Home

Build systems and package management in 2024

Written on 2024-05-23

I've recently had the dreadful realization that wanting that modern build systems and package management are not a solved problem: let's discuss.

This article does not propose ground breaking solutions to your problems. Instead, it presents potential approaches, as well as the challenges one might face implementing them. My goals are to organize my own thoughts, as well as provides items that I believe someone working in this space should consider. If you are looking for actionable suggestions, you might not want to look elsewhere instead.

My (relatively uncontroversial) premises are that:

This article assumes some familiarity with the above (or similar) systems.

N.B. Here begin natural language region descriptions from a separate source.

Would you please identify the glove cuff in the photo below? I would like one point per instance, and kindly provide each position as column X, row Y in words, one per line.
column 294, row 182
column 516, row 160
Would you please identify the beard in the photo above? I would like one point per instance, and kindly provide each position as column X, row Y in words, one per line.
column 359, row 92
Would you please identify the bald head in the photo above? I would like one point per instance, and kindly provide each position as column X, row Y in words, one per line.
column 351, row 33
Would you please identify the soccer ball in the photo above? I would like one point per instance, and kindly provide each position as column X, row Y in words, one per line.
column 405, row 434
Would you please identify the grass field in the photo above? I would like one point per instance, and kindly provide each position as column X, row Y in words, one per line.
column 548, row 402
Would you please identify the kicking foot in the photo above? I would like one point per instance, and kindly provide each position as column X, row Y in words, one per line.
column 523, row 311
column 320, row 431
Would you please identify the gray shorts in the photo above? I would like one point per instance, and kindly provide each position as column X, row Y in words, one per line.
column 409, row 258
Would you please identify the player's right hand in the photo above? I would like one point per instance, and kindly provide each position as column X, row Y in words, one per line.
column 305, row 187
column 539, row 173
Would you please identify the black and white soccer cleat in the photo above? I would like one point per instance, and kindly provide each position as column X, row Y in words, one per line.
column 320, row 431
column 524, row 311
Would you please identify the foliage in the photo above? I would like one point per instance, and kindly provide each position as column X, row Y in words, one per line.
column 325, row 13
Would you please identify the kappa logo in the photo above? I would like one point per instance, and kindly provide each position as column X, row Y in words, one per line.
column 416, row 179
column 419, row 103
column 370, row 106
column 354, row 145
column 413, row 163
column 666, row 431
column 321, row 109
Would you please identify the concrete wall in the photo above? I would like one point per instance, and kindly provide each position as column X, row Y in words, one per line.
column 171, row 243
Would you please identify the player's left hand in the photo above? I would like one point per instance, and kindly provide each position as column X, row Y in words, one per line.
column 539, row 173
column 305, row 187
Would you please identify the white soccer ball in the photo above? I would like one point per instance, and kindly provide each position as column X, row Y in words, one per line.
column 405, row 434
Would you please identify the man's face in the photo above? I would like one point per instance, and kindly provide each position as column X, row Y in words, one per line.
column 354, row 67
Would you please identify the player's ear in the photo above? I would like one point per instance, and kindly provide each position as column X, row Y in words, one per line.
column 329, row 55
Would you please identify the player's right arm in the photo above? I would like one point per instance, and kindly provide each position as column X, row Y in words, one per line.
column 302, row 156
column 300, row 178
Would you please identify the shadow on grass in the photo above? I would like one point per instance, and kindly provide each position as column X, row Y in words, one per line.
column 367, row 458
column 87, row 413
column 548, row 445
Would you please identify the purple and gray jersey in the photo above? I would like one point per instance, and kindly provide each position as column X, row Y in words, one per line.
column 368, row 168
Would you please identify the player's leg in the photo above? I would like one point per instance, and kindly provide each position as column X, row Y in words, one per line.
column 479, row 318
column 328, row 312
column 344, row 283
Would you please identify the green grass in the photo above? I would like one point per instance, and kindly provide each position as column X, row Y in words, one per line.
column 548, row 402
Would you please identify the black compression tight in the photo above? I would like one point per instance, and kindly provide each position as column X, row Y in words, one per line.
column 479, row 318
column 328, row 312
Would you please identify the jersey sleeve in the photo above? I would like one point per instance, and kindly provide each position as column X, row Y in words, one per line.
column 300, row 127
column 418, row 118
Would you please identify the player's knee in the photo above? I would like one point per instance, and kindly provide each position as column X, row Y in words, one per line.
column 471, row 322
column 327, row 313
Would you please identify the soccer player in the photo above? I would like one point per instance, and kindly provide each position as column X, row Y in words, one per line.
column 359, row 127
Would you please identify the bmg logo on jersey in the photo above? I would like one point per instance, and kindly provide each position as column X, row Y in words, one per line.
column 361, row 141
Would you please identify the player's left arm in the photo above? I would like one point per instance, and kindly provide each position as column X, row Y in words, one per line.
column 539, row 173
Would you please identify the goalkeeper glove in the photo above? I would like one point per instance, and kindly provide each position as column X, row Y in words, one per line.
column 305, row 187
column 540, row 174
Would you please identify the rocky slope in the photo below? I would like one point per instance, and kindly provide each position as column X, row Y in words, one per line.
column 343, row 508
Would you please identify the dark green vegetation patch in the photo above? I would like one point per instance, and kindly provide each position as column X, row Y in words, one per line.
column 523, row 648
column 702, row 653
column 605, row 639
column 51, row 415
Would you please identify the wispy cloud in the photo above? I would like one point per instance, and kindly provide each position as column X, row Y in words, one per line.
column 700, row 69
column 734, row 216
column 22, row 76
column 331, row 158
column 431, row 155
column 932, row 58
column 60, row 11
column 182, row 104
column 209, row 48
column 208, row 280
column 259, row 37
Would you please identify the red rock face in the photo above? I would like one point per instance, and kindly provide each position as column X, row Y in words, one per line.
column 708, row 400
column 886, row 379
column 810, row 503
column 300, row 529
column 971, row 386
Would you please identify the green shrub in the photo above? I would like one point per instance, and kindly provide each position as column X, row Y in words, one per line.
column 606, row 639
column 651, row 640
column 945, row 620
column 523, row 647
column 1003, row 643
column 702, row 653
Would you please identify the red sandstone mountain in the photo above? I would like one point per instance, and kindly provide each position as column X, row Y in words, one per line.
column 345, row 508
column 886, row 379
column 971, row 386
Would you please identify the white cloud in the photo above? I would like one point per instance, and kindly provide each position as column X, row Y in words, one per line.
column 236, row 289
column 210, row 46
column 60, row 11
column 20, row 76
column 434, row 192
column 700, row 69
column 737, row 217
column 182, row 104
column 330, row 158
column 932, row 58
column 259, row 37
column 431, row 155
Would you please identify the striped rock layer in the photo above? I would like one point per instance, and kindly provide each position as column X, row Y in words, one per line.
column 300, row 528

From there, it would seem fairly reasonable for someone to want to combine those in one of their projects (whether personal, open-source or professional) to get a good developer experience. Having worked professionally with both Bazel and Buck2, and being a fairly heavy Nix user, this sounded obvious to me, until I started to seriously look into implementing this.

The problem

"Ambient environment vs hermetic build", which can be rephrased as "use the package manager vs import everything into the build system".

To get dependencies into a build (including third-party libraries, language toolchains, sysroots, etc.) a build system can either pick them up from the ambient environment (which would resolve to a user-activated environment, a user-wide setup, the system, or a mix of all of those) or take responsibility of managing those itself. Reproducible package managers have to deal with non-reproducible build systems, so they create a hermetic/sandboxed environment that provides everything required for a build and leave the building to the build system.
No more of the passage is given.